The growth of distributed services introduces a challenge to properly monitor their status and reduce operational costs. In CMS experiment at CERN we deal with distributed computing infrastructure which includes central services for authentication, workload management, data management, databases, etc. To properly operate and maintain this infrastructure we rely on various open-source monitoring tools, including ElasticSearch, Kafka, Grafana stack (used by central CERN MONIT infrastructure), Prometheus, AlertManager, VictoriaMetrics software components (used by the experiment), as well as custom solutions like GGUS WLCG or ServiceNow ticketing systems.
On daily basis these CMS computing infrastructure may produce significant amount of information about various anomalies, intermittent problems, outages as well as undergo scheduled maintenance. Therefore the amount of alert notifications and tickets our operational teams should handle is very large. We’re working towards, an Operational Intelligent System aiming to detect, analyse, and predict anomalies of the computing environment, to suggest possible actions, and ultimately automate operation procedures. An important component of this system should be an intelligent Alert Management System.

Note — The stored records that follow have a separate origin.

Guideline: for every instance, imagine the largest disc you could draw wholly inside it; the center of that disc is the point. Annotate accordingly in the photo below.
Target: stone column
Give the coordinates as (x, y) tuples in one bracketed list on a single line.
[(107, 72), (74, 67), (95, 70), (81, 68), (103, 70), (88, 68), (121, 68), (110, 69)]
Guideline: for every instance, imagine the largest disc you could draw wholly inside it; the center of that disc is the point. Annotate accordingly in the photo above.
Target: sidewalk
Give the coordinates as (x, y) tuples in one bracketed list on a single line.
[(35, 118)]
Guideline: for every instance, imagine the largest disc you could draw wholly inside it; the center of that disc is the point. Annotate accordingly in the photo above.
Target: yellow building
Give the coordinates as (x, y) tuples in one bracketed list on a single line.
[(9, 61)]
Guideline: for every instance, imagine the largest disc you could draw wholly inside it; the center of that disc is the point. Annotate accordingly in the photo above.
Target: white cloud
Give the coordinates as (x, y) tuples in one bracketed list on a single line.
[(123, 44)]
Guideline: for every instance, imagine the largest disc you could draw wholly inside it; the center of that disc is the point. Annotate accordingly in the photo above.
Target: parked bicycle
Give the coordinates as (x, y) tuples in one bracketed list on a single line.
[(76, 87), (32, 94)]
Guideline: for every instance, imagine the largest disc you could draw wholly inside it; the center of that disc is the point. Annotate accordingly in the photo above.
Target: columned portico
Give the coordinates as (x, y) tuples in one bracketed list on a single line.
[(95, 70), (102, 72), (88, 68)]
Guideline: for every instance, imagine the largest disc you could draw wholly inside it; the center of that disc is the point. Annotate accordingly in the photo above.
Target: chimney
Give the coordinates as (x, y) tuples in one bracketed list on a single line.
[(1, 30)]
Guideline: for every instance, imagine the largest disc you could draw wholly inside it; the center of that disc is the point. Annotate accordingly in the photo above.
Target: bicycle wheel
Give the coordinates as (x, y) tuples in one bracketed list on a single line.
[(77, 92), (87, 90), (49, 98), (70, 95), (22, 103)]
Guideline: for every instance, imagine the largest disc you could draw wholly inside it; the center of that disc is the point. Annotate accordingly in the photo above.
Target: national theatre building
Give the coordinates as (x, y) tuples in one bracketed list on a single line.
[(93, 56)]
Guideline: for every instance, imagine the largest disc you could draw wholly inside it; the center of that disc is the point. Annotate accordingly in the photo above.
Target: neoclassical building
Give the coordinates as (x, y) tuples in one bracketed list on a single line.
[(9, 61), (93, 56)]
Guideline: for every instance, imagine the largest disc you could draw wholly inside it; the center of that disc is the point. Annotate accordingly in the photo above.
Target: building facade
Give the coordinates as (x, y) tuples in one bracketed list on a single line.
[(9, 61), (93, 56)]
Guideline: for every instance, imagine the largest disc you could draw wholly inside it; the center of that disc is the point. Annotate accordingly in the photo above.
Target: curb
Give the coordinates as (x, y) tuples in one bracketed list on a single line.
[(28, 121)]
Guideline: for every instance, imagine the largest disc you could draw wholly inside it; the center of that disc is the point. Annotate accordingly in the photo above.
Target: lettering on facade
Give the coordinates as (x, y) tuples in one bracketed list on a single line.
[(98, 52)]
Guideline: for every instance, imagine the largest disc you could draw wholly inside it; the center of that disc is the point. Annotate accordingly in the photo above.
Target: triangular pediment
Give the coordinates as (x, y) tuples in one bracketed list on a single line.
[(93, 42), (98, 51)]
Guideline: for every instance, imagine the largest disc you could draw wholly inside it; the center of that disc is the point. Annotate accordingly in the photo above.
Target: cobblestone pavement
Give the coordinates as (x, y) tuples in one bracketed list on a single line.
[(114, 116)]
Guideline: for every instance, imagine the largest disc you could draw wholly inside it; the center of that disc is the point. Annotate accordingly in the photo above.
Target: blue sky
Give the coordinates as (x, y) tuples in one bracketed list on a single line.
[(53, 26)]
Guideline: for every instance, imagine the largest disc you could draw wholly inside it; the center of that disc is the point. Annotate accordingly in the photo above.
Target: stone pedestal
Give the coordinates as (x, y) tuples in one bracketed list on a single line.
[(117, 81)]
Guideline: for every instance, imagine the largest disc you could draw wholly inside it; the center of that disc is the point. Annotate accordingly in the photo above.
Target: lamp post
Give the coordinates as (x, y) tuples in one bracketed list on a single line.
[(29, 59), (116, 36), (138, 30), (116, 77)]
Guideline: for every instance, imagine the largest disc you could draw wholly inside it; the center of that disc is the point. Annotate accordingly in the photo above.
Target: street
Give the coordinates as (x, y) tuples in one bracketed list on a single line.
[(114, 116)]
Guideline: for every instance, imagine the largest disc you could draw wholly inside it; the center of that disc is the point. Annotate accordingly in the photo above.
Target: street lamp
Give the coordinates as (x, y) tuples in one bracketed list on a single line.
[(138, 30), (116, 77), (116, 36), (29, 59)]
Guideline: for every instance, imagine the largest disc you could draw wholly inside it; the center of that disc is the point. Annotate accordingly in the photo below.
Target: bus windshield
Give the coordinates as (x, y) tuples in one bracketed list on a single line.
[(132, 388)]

The system should collect anomalies, notifications, etc., from ES, InfluxDB, Prometheus data-sources, GGUS system and be able to aggregate, and create meaningful alerts to address various computing infrastructure failures. For instance, if certain component of global distributed system experiences a problem in terms of its storage the Alert Management system should notify via appropriate channels a set of instructions on how to fix and handle this situation. Before sending the alert it should check if this is a real anomaly or part of on-going outage, or schedule maintenance.
We foresee that some sort of ML/AI tools may be required to identify and tag certain problems, as well as apply various statistical tools to identify the anomalies and their recoveries.
vmalert
for VictoriaMetrics back-endA student should implement an additional middleware (layers) on top of existing open-source solutions, e.g. vmalert
for VictoriaMetrics, and be able to compose them into working implementation of intelligent Alert system for CMS experiment. The system should be deployed to Kubernetes cluster as a set of loosely coupled components and/or micro-services.
We’re seeking a candidate proficient in Go and Python languages, and be familiar with one or more open-source monitoring solutions like Prometheus, ElasticSearch, InfluxDB, Grafana, AlertManager and/or similar monitoring tools. Knowledge of Kubernetes is a plus.